I live with the equivalent of a two year old that fights sleep and his name is Vern. Vern is our toddler, only he is now seven. I don’t know if Vern has ever slept the entire night through and he is always the first one up if we try and take a nap. At this point, I think if he ever slept all night, I would still wake up in the middle of the night to check that he was still alive and breathing. I even save packing John’s lunch for the middle of the night when Vern wakes me up. I hate that job so much and hope one day in my sleep deprived state I will “accidentally” pack an expired pack of yogurt, a rotten hard boiled egg, or a peanut butter and meat sandwich, and cause John to decide buying his lunch out would be a better option. So far, that has not happened, but one can hope.
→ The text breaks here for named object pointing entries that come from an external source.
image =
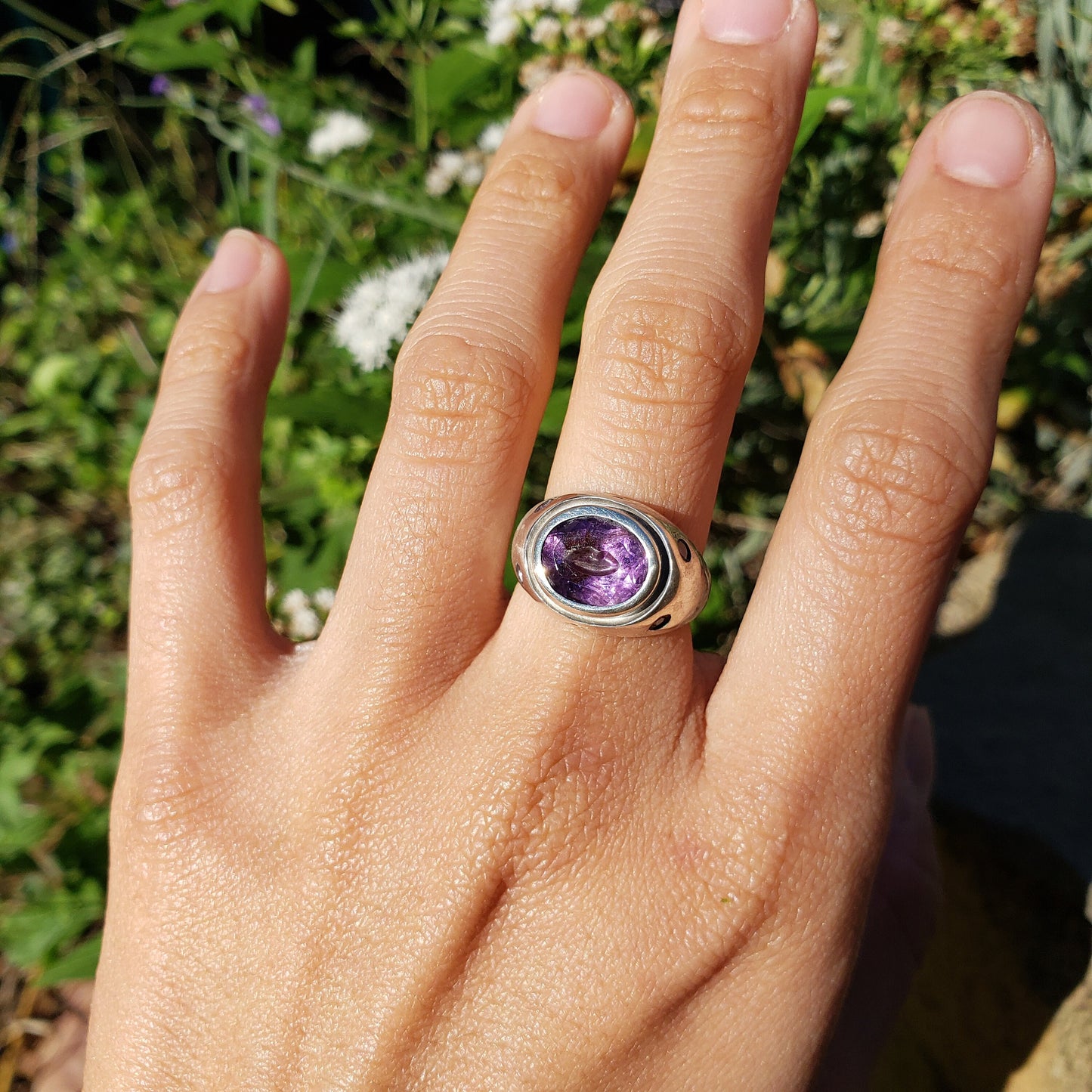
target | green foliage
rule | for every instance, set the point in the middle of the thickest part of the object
(113, 196)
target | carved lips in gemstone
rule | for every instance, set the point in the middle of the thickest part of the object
(594, 561)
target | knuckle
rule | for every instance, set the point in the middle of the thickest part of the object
(176, 480)
(670, 356)
(951, 250)
(734, 106)
(456, 397)
(212, 344)
(897, 476)
(533, 184)
(169, 805)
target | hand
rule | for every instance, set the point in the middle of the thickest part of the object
(459, 842)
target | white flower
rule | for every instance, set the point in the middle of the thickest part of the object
(491, 137)
(472, 172)
(834, 69)
(302, 620)
(840, 107)
(468, 169)
(382, 307)
(339, 131)
(442, 174)
(507, 19)
(892, 32)
(503, 22)
(546, 32)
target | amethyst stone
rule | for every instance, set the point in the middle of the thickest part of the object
(594, 561)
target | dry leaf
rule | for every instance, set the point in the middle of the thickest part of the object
(804, 370)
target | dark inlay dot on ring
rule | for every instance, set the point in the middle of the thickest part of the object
(594, 561)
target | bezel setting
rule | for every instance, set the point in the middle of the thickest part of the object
(675, 586)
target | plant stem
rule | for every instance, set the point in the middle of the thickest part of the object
(419, 96)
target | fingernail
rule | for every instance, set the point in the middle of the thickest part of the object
(985, 141)
(745, 22)
(574, 106)
(238, 258)
(915, 749)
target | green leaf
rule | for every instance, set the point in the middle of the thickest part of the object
(339, 413)
(458, 73)
(171, 57)
(167, 29)
(305, 60)
(79, 964)
(240, 12)
(554, 417)
(815, 110)
(334, 277)
(51, 918)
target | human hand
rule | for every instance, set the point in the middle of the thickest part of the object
(459, 842)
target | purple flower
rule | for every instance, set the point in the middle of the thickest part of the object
(269, 122)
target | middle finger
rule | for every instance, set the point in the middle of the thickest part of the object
(675, 319)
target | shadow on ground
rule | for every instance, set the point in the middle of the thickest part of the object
(1013, 707)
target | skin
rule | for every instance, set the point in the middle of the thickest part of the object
(461, 843)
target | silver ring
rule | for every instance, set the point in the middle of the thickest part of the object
(610, 562)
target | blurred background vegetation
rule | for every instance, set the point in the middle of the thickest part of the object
(134, 134)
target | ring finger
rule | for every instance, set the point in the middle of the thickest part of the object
(675, 319)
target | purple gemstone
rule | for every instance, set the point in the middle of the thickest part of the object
(594, 561)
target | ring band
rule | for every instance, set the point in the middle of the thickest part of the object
(610, 562)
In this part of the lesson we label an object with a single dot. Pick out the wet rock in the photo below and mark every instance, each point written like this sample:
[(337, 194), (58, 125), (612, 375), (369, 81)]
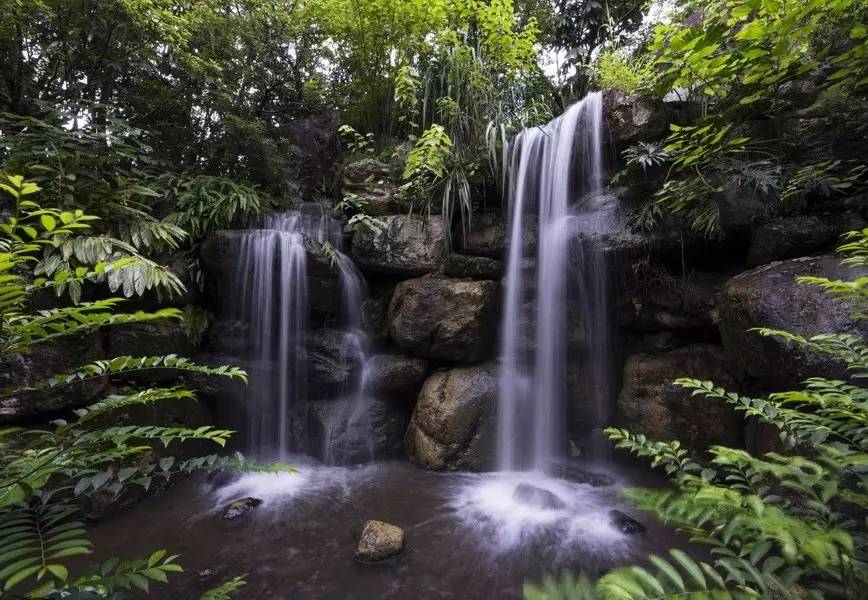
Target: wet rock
[(410, 245), (239, 507), (651, 404), (625, 523), (448, 319), (538, 498), (487, 236), (396, 376), (792, 237), (333, 360), (150, 338), (219, 257), (345, 432), (317, 135), (370, 181), (770, 297), (379, 541), (634, 117), (455, 419), (41, 362), (473, 267), (574, 473)]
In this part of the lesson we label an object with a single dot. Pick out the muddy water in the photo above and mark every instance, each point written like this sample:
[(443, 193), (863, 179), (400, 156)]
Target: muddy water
[(467, 537)]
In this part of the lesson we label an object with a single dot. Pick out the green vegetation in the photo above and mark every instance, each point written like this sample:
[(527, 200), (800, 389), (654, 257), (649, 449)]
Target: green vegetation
[(789, 524)]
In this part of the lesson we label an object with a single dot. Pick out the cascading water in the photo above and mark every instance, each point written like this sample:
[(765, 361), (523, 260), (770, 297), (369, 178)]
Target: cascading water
[(271, 283), (555, 197)]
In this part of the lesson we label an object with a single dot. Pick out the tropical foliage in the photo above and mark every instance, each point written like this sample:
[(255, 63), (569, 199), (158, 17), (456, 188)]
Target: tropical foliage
[(47, 473), (789, 524)]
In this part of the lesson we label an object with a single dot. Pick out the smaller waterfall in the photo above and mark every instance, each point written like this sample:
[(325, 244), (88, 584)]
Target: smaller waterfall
[(555, 199), (348, 429), (272, 299)]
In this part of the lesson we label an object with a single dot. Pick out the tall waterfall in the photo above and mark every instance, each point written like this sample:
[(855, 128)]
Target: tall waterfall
[(271, 297), (555, 199)]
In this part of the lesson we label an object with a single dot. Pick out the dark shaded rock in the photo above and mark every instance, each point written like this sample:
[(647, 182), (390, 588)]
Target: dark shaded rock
[(369, 180), (455, 420), (229, 336), (792, 237), (219, 255), (333, 360), (770, 297), (396, 376), (343, 432), (43, 361), (379, 541), (473, 267), (538, 498), (633, 117), (149, 338), (575, 473), (410, 245), (448, 319), (625, 523), (317, 137), (650, 403), (488, 236), (236, 508)]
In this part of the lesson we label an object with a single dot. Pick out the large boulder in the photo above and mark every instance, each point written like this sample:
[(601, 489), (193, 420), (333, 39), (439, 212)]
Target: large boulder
[(369, 181), (41, 362), (487, 235), (474, 267), (409, 245), (791, 237), (448, 319), (771, 297), (355, 430), (651, 404), (633, 117), (219, 255), (333, 360), (455, 420), (317, 136), (395, 376)]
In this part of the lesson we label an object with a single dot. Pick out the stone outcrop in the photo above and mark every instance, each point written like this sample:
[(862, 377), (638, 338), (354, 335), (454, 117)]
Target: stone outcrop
[(771, 297), (379, 541), (41, 362), (447, 319), (455, 420), (792, 237), (651, 404), (395, 376), (409, 246), (369, 180), (487, 236), (474, 267), (333, 359), (633, 117)]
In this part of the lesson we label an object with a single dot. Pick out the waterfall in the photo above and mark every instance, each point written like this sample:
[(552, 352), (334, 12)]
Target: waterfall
[(272, 299), (555, 198)]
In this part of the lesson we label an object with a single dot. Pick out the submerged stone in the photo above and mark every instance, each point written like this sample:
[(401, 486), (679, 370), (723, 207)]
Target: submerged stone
[(379, 541), (535, 497), (236, 508), (625, 523)]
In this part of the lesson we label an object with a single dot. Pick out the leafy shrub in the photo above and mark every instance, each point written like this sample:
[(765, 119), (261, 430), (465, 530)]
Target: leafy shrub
[(615, 71), (45, 473), (790, 524)]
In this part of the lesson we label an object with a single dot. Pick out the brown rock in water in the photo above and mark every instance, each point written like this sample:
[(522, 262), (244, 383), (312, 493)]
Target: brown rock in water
[(379, 541), (455, 420)]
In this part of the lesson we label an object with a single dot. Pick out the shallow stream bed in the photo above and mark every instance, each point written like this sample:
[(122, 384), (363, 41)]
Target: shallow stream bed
[(466, 535)]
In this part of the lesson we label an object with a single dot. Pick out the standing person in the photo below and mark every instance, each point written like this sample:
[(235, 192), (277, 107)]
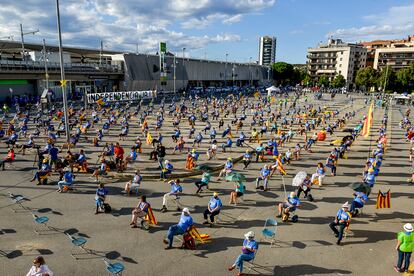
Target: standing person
[(342, 219), (39, 268), (100, 197), (213, 208), (405, 246), (249, 250), (140, 211), (178, 229), (174, 194)]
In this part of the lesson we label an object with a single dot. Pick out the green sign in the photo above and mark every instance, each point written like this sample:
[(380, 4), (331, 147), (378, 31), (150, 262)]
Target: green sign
[(163, 47)]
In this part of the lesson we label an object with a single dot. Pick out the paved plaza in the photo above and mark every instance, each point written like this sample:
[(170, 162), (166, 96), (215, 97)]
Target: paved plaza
[(307, 247)]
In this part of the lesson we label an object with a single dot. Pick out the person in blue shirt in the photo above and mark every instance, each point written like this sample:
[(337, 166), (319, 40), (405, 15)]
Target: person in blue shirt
[(249, 249), (342, 219), (166, 170), (228, 168), (186, 221), (228, 144), (264, 175), (100, 197), (173, 195), (67, 180), (213, 208), (359, 201), (290, 205)]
Well, I made the mistake of complaining to my daughter about Vern when she complained about her son and was instantly told that our situations are nowhere near similar. To me, lost sleep is lost sleep whether it is caused by a toddler or an oversized dog, but my daughter took great offense that I even tried to insinuate that I had it as bad as she did. She has this weird competitive streak that she gets from her father and seemed to need to win this “who gets the most sleep” battle. As far as I am concerned, having a dog smack you around in the middle of the night with his polar bear sized paw is far worse than having to snuggle up with my grandson. I think next time I go I will “gift” my grandson with an oversized boxing glove and tell him to use it to wake mama up right before “snuggle up time” and see if she can at least admit I have a point.
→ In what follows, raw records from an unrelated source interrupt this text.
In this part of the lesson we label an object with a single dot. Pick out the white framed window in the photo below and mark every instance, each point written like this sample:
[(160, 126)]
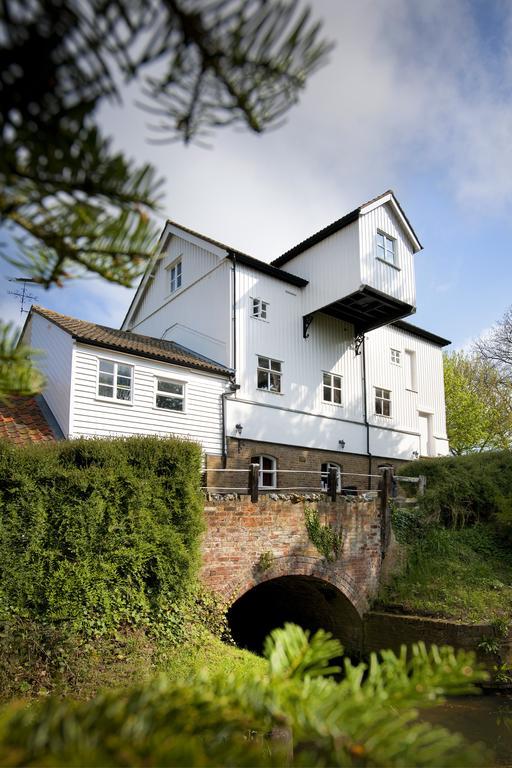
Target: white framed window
[(386, 248), (175, 273), (332, 388), (269, 374), (259, 309), (267, 476), (324, 477), (115, 380), (396, 356), (382, 402), (170, 395)]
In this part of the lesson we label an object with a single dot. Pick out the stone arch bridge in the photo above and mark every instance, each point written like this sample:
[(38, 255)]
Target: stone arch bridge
[(258, 556)]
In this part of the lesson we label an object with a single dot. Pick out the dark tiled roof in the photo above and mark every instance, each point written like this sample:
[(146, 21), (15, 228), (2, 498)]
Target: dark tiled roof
[(130, 343), (22, 422), (335, 227)]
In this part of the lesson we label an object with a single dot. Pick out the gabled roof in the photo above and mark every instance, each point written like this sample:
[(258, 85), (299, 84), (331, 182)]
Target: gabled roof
[(130, 343), (349, 218), (22, 422), (222, 250)]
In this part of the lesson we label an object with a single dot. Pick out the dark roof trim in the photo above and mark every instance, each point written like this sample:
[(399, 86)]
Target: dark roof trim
[(349, 218), (267, 269), (415, 331)]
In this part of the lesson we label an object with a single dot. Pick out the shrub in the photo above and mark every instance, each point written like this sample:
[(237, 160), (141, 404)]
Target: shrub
[(290, 714), (98, 532)]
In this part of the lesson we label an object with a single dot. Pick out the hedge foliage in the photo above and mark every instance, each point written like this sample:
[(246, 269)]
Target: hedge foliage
[(99, 532), (477, 486)]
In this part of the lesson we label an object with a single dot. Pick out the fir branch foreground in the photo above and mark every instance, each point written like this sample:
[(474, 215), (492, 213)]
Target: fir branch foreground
[(292, 714)]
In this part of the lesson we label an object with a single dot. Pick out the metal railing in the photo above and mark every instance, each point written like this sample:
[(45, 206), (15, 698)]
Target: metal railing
[(264, 481)]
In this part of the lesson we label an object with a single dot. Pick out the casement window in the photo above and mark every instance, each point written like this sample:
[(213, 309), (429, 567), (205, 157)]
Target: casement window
[(382, 402), (260, 309), (332, 388), (324, 477), (269, 374), (410, 370), (175, 276), (170, 395), (267, 477), (386, 248), (115, 380)]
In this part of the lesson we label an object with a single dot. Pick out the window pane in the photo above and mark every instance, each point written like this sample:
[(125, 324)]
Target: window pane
[(262, 380), (106, 366), (275, 382), (169, 403), (170, 386)]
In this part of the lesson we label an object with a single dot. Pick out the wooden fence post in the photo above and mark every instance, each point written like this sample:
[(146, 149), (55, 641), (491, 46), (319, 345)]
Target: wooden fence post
[(254, 476), (332, 483)]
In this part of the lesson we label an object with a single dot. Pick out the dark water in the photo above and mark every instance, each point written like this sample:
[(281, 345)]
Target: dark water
[(486, 718)]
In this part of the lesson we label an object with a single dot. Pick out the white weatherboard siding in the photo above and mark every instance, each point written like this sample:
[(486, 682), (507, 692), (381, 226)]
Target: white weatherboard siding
[(332, 267), (201, 420), (427, 396), (198, 315), (56, 363), (397, 282)]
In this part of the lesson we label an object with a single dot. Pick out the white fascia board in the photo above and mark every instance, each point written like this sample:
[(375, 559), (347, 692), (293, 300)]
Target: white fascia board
[(389, 198)]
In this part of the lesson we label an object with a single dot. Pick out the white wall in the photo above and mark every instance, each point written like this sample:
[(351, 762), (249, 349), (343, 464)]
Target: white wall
[(427, 396), (398, 281), (55, 362), (201, 420)]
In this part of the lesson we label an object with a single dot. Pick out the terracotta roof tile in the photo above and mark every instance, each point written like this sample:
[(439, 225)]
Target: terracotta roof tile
[(131, 343), (22, 422)]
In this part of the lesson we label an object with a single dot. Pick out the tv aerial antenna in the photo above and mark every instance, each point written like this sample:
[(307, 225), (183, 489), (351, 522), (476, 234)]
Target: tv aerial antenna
[(23, 292)]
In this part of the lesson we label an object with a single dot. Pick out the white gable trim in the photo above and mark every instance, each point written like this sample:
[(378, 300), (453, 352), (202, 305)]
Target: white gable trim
[(390, 199)]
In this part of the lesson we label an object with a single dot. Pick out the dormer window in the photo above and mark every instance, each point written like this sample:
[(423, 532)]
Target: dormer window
[(386, 248), (260, 309), (175, 276)]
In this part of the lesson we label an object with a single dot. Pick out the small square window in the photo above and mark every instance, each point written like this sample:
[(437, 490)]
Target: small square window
[(269, 374), (170, 395), (386, 248), (115, 380), (260, 309), (382, 402), (332, 388), (175, 277)]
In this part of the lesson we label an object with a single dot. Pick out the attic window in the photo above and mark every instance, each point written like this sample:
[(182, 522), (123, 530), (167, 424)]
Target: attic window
[(386, 248)]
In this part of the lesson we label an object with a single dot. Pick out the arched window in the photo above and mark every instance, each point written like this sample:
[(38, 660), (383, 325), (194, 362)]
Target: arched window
[(267, 474), (324, 477)]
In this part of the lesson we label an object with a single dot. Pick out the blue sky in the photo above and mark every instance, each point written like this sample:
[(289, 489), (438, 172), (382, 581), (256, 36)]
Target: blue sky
[(417, 97)]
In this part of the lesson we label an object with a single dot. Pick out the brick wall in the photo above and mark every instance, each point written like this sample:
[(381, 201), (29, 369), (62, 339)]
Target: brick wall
[(239, 532), (300, 460)]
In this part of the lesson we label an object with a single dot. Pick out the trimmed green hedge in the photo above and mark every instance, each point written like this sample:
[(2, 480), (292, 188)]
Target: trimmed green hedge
[(471, 487), (101, 532)]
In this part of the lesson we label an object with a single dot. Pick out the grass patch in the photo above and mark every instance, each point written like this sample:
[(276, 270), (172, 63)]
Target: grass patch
[(463, 574)]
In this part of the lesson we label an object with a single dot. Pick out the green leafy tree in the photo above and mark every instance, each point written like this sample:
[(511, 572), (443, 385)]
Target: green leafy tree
[(292, 715), (69, 202), (478, 404)]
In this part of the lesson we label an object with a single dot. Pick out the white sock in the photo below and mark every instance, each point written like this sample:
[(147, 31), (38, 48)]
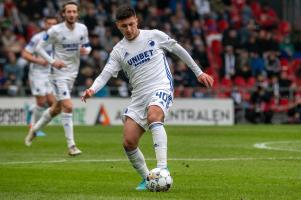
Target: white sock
[(160, 143), (37, 113), (44, 120), (138, 162), (67, 122)]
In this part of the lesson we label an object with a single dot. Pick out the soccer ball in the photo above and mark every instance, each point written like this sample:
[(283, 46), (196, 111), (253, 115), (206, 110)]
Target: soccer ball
[(159, 180)]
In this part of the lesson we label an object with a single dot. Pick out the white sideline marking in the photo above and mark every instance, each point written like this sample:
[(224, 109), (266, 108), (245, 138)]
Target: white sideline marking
[(266, 145), (125, 160)]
Vern recently had to have a molar removed and came home from the vet groggy and sleepy and the anesthesia along with the pain medicines made him sleep all night. I still woke up at 5:30 am because I was sure he hadn’t survived the night. I felt the same way I did when I woke in the middle of the night to make sure my babies were still breathing when they started sleeping through the night. Panic, like I forgot to do something extremely important, followed by massive relief when I felt their little chest move up and down. So, yep, there I was at 5:30 am, the person who prays nightly for their dog to sleep all night, waking Vern up to make sure he was still alive. In my defense, I couldn't feel him breathing, he seemed cold and I forgot he is part polar bear, and he didn't respond when I finally called his name. I almost called out to John, but knew me screaming, "VERN IS STILL SLEEPING!" was probably not going to get the reaction I wanted. It was only after I turned the light on and saw one eye twitch that I realized he was safe and made a mental note to ask my vet about the long term effects of anesthesia and pain meds if I want to continue to use them on Vern to get a good night’s sleep. Something tells me she will say no, but it is worth a shot.
I recently returned from babysitting and was able to get Archer to bed earlier than his parents, but naps were definitely a hit or miss. I gave it my best shot and came equipped with plenty up my sleeve, but no amount of trickery or cajoling could make that kid sleep if he didn’t want to take a nap. It is the same when Vern decides it is time to get up. He doesn’t giggle or pop his pacifier at me, but he stares and pokes me with his nose or paw to let me know he is staying up. In the end, I decided that lost sleep was lost sleep no matter who or what caused it. I know Vern is always the first one up if we take a nap. He is always the first one up in the morning, although after going out, he will go back to bed. That is the only thing that differs from a toddler, although I still think the “awakened by a large paw swat” makes me the winner in the battle with my daughter for who has it worse. Not that anyone is keeping score, but if they were, I would win.